Welcome to Sab-AI lab

A boutique AI lab in Nagoya-Japan.

This is a brief of the Auto-Speech-Rater technical narrative developed to be installed in the TOEFL test platform of
TestDen Canada

The narrative lays out the technology's scope of works, accuracy, the-best-use and wayforwards.


Datasets and models download:

By downloading this source code I acknowledge that I have fully read and understood the below system's scope and description as well as its behaviour/acceptance test criteria in its entirety and am considering all requirements when I build upon/use the system to keep it performing as expressed.



Auto-Speech-Rater; an algorithm for real-time Spoken English Assessment

This algorithm was built for processing high-entropy speech (simultaneou free speech processing) using probabilistic machine learning and deep learning models to predict spoken English language proficiency. This algorithm can measure the “pronunciation”, "prosody", "use of language" competency and latent semantic index of a user (speaker) to rate its spoken proficiency based on existing classification of TOEFL scores and also compare it with the average rate of non-native and native speakers.

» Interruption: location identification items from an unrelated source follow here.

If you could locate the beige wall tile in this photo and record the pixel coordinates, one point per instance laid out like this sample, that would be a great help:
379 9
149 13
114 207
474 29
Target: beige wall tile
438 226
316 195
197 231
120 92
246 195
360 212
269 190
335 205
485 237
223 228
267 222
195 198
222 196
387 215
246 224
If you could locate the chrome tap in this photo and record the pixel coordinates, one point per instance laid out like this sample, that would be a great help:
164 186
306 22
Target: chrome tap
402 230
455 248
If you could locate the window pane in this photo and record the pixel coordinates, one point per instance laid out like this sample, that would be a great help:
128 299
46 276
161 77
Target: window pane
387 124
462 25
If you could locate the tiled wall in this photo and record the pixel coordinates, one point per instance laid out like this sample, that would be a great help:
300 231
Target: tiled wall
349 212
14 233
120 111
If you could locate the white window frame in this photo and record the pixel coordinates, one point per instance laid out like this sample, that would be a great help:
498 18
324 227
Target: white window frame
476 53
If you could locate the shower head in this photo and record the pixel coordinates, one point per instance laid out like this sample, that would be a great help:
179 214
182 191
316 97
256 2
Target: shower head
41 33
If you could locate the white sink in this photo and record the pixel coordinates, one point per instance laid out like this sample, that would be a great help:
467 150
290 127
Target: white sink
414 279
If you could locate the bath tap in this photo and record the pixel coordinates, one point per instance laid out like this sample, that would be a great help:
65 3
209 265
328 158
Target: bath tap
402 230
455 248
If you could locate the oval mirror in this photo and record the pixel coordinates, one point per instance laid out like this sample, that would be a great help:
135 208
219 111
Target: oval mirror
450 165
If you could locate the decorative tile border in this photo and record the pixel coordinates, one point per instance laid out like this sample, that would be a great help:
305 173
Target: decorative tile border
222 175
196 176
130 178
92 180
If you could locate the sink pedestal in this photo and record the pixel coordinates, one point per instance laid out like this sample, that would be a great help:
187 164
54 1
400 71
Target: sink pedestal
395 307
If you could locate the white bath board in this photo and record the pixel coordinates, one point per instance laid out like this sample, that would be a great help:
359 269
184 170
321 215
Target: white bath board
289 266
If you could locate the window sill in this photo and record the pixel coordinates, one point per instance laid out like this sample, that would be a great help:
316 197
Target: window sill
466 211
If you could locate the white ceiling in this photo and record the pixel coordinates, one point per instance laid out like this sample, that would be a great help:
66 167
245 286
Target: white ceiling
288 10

This is the results from two years of study whose overal achivement is an average assessment accuracy level of 72% for non-native adult speakers. The correlation between the human scores and the machine scores for an overall measure of speaking was 0.86 thus proving the reliability of the measure of speaking in tests.


  • it transforms sounds/language into vectores in a n-dimension sphere in which each feature is vectorized to represent pronunciation, prosody, and language for further evaluation.

  • The models range from parametric, non-parametric statistics to a Neural Networks architecture. The ETS scoring rubric philosophy was generally adopted for judgment on the spoken language proficiency level. This framework could change and be customized on demand.

  • The mic input is crucial in the accuracy of the results. Certainly, pre-recorded sounds can be analysed, some parts of acoustic features which contain key information will be vanished though. It happens when the sound is compressed during the digitalization process.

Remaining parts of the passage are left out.